4. Closely examine the current status of the land reform program and determine what steps can be taken to accelerate the rate of progress in this field."

Noticeably missing from the list of objectives was any detailed discussion or reevaluation of the military situation. In fact, the Agenda for the conference included but two short sessions on the military effort. President Johnson had publicly announced that his purpose in calling the Guam Conference was to introduce the newly appointed U.S. team of Bunker, Locke and Komer to the leaders of the GVN. Just as the Agenda had indicated it would, and as had been the case in the two previous occasions of top US-GVN talks (Honolulu and Manila), the conference communique of the two-day meeting emphasized political, economic and social concerns. The military picture was presumed to be so encouraging and improving that it required no special attention. However, three general impressions about the thrust of the military briefings emerge from the conference documents and notes.

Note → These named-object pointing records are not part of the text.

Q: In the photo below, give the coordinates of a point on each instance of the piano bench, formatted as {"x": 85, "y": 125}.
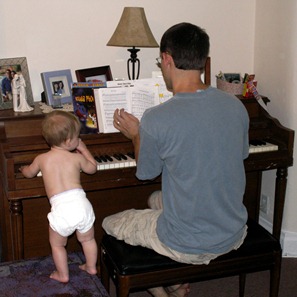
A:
{"x": 135, "y": 268}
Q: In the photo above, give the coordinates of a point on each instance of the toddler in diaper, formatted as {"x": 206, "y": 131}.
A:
{"x": 71, "y": 211}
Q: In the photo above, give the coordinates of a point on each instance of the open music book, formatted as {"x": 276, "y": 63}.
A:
{"x": 134, "y": 96}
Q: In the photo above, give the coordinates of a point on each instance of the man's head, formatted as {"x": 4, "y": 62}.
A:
{"x": 187, "y": 44}
{"x": 59, "y": 126}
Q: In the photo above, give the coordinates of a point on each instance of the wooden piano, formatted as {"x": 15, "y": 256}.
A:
{"x": 24, "y": 205}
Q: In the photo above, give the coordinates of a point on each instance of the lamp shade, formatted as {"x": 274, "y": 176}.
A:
{"x": 133, "y": 30}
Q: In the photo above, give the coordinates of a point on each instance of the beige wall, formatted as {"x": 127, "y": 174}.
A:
{"x": 72, "y": 34}
{"x": 246, "y": 36}
{"x": 276, "y": 68}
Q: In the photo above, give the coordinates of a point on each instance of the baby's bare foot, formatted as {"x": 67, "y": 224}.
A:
{"x": 56, "y": 276}
{"x": 90, "y": 270}
{"x": 178, "y": 290}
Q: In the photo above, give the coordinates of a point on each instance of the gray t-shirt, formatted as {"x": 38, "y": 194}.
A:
{"x": 198, "y": 142}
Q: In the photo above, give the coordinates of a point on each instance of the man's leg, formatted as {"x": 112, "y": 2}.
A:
{"x": 90, "y": 249}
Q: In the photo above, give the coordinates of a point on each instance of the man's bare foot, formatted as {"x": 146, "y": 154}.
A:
{"x": 56, "y": 276}
{"x": 178, "y": 290}
{"x": 90, "y": 270}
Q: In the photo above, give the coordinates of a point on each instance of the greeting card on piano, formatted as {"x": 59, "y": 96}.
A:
{"x": 134, "y": 96}
{"x": 84, "y": 105}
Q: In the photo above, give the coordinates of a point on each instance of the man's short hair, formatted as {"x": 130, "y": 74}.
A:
{"x": 188, "y": 45}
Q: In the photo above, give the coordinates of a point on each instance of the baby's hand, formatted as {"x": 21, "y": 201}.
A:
{"x": 81, "y": 146}
{"x": 22, "y": 168}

First, is the basically optimistic view held by General Westmoreland. He noted that we were pursuing a constant strategy aimed at destroying the enemy's main forces, providing security for the populace so that pacification could proceed, improving the lot of the people, pressing the North Vietnamese through the ROLLING THUNDER program and, finally, creating conditions favorable for settlement on U.S. terms. Westmoreland's main conclusions revolved around a new assessment that the enemy was weakening, that ROLLING THUNDER did help, and that the enemy's losses would soon exceed his gains. To buttress these views he quoted a number of "indicators": that intensity of allied operations was up versus those of last year; that the enemy's losses had doubled; that we were taking four times the number of prisoners we had; that the number of defectors had doubled; that the enemy was losing 2½ times the weapons that he had in the past year; and that 18% more major roads in South Vietnam had been opened in the past three months. Enemy weakness was evident from the fact that 54 of his maneuver battalions were rated only 50% combat effective compared to ARVN's performance in having all but 7 of its 154 battalions combat effective. ARVN leadership was also cited as being "better."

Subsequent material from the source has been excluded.